Idea ID: 1638649

Backup a single file system with multiple streams

Status: Accepted

Brief description:

While file systems continue to grow and the underlaying disk subsystems become faster the backups of large file systems are still one of the major concerns for traditional backup environments. The Data Protector Disk Agent should support multiple streams on a single file system that can be configured similar to device concurrency to drastically speed up the backup and the restore operation.

Picture1.png

Existing Enhancement Requests:

QCCR2A62413: Support multiple disk agents per volume

Benefit:

Reduce the complexitiy of subdividing file systems manually into smaller pieces. Optimize for backup and restore performance using multiple streams even on large file systems with millions of files and folders.

Tags:

  • - I have the same question as . What would be your expectation around the split streams with regards to features like object copy and object consolidation? Should the pieces have an indepedent existence or should they all be tied together under the parent entity?

  • This idea is being reviewed by engineering to determine the feasibility of this request. Will revert back shortly.

  • Greedy distribution is simplest and self-balancing: assign next file to stream that is available for processing. This precludes any thinking about what the "ideal" distribution would be, but the cost of possibly splitting files from same directory into multiple streams, thus potentially prolonging the restore process.

     

    One problem with all multi-stream approaches in DP is that user is forced to pick the number of streams. But that number cannot be correct for all situations: e.g. using 5 streams for incremental backup that picks up only 5 small files is wasteful. And the number of streams can conflict with number of destination devices that are selected or available, leading to situations where backup cannot continue (you selected 5 streams, but device can only handle 3). So maybe the setting should specify an upper limit to prevent diminishing returns described by , but the actual number up to that limit is then inferred from the selected destination devices and their capacity for concurrency at the time of backup?

     

    : How would you expect related functionality to behave in presence of multiple streams: object consolidation, object copy, protection?

  • Hi Jim,

    This is true. I know how challenging it can be when manually configuring multiple streams. File Systems can have all kind of structures. With no folders or tousands of of folders in the root. While multi-streaming of a block based backup is realitivly simple to implement (get the size, process pieces of similar sizes in parallel) we're looking for ways to optimize a traditional file system based backup. This means we have to work with the directory structures the Disk Agent can find.

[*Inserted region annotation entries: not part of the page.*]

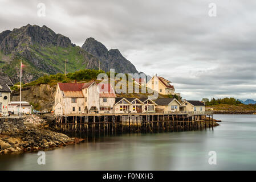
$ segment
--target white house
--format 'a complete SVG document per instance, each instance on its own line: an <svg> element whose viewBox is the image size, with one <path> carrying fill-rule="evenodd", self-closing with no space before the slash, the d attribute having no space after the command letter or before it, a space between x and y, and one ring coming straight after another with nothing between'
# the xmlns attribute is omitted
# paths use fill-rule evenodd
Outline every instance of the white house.
<svg viewBox="0 0 256 182"><path fill-rule="evenodd" d="M145 110L145 104L137 98L125 98L132 104L131 113L142 113Z"/></svg>
<svg viewBox="0 0 256 182"><path fill-rule="evenodd" d="M21 110L19 110L20 104ZM18 114L19 112L25 114L32 114L32 106L27 102L10 102L9 104L8 111L14 114Z"/></svg>
<svg viewBox="0 0 256 182"><path fill-rule="evenodd" d="M116 95L110 84L98 84L100 92L100 113L113 113Z"/></svg>
<svg viewBox="0 0 256 182"><path fill-rule="evenodd" d="M156 112L156 106L157 104L148 98L140 98L144 104L143 113L155 113Z"/></svg>
<svg viewBox="0 0 256 182"><path fill-rule="evenodd" d="M186 112L205 111L205 105L199 101L185 101L181 106L184 107L184 111Z"/></svg>
<svg viewBox="0 0 256 182"><path fill-rule="evenodd" d="M58 83L56 89L55 115L113 113L116 96L111 84Z"/></svg>
<svg viewBox="0 0 256 182"><path fill-rule="evenodd" d="M180 111L181 104L174 98L159 98L155 102L157 104L157 109L162 112L169 113Z"/></svg>
<svg viewBox="0 0 256 182"><path fill-rule="evenodd" d="M114 105L115 113L128 113L131 110L132 103L124 97L116 98Z"/></svg>

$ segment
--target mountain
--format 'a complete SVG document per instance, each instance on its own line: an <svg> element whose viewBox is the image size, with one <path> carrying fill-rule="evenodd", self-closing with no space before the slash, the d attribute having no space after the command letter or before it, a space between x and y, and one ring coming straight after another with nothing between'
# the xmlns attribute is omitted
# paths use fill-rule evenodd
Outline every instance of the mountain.
<svg viewBox="0 0 256 182"><path fill-rule="evenodd" d="M95 49L93 45L92 47L87 48ZM119 68L127 65L127 68L131 67L136 71L134 65L120 52L117 55L115 56L116 60L113 60L114 56L111 57L112 64L109 68L108 66L108 68L125 71ZM0 34L0 72L6 73L14 82L19 81L20 60L24 65L22 81L27 82L46 74L64 73L66 60L67 60L67 72L83 69L97 69L99 60L101 62L100 57L76 46L68 38L56 34L46 26L41 27L29 24ZM104 65L101 69L108 70Z"/></svg>
<svg viewBox="0 0 256 182"><path fill-rule="evenodd" d="M254 101L254 100L253 100L252 99L247 99L247 100L246 100L245 101L238 100L238 101L241 102L242 104L246 104L246 105L248 105L248 104L256 104L256 101Z"/></svg>
<svg viewBox="0 0 256 182"><path fill-rule="evenodd" d="M100 61L100 68L108 72L111 68L115 68L117 73L138 73L135 67L127 60L119 49L108 50L104 45L92 38L86 39L82 48Z"/></svg>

    I would try to get the overall volume usage first, fetch top level folders and their usage. From there decide if the 2nd/3rd level folders need to to be considered or not. Each folder is processed as a stream where we can read data using a single thread or multiple threads.

    Regards,
    Sebastian Koehler

  • Don't rely on folder structure for making the automatic splits.  I've seen some filesystems with no subfolders that contain thousands of files amounting to hundreds of GB.  It's usually some wonky imaging app that stupidly dumps all output in to one folder with no option of dividing into subfolders by job, date, etc.